Post

What is Bayes’ Theorem?

Bayes' Theorem is a way of finding a probability when we know certain other probabilities.

Suppose a patient goes to see their doctor. The doctor performs a test with 99 percent reliability— that is, 99% of people who are sick test positive and 99% of healthy people test negative. The doctor knows that only 1% of the people in the country are sick. Now the question is: if the patient tests positive, what are the chances the patient is sick?

The intuitive answer is 99 percent, but the correct answer is 50 percent. Bayes provides us a framework to understand why. He stated the defining relationship expressing the probability you test positive AND are sick as the product of the likelihood that you test positive GIVEN that you are sick and the "prior" probability that you are sick. Said another way, the probability the patient is sick, prior to specifying a particular patient and administering the test. Bayes's theorem defines the relationship between what we know and what we want to know in this problem. What we are given (what we know) is p(+|s), which a mathematician would read as "the probability of testing positive given that you are sick". What we want to know is p(s|+), or "the probability of being sick given that you tested positive."
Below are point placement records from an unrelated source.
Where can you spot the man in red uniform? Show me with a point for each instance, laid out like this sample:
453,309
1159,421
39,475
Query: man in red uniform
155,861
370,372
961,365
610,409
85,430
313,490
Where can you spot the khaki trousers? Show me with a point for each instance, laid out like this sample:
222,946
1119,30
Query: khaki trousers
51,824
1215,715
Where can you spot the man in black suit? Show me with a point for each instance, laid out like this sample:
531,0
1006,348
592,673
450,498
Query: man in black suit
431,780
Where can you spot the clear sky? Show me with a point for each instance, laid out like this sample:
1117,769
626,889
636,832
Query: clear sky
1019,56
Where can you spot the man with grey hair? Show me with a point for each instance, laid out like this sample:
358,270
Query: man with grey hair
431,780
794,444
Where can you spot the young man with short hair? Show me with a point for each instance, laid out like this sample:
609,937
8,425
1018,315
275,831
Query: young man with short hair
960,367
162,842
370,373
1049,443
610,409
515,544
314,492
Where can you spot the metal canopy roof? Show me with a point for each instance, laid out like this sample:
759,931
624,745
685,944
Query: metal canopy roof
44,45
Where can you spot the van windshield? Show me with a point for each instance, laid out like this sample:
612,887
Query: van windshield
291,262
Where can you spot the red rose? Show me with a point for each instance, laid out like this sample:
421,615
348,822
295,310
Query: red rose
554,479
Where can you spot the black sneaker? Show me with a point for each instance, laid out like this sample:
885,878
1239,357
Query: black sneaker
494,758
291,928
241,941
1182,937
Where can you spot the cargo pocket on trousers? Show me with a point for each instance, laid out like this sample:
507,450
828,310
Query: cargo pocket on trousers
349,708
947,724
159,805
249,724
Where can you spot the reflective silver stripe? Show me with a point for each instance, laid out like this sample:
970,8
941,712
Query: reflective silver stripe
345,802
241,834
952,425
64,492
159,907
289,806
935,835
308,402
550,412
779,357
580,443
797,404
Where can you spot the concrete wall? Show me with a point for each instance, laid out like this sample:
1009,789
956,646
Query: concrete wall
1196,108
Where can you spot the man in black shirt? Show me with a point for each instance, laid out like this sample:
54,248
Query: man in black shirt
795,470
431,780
Rather than relying on Bayes's math to help us with this, let's consider another example. Imagine that the above story takes place in a small city, with 10,000 people. From the prior p(s)=0.01, we know that 1 percent, or 100 people, are sick, and 9,900 are healthy. If we administer the test to everyone, the most probable result is that 99 of the 100 sick people test positive. Since the test has a 1 percent error rate, however, it is also probable that 99 of the healthy people test positive. Now if the doctor sends everyone who tests positive to the hospital, there will be an equal number of healthy and sick patients. If you meet one, even though you are armed with the information that the patient tested positive, there is only a 50 percent chance this person is actually sick.

Tests are not the event. We have a cancer test, separate from the event of actually having cancer. We have a test for spam, separate from the event of actually having a spam message.

Now imagine the doctor moves to another country, performing the same test, with the same likelihood (p(+|s)), and, for that matter, the same success rate for healthy people, which we might call p(-|h), "the probability of scoring negative given that one is healthy." In our example city, however, we suppose that only one in every 200 people is sick. If a new patient tests positive, it is actually more probable that the patient is healthy than sick. The doctor needs to update the prior.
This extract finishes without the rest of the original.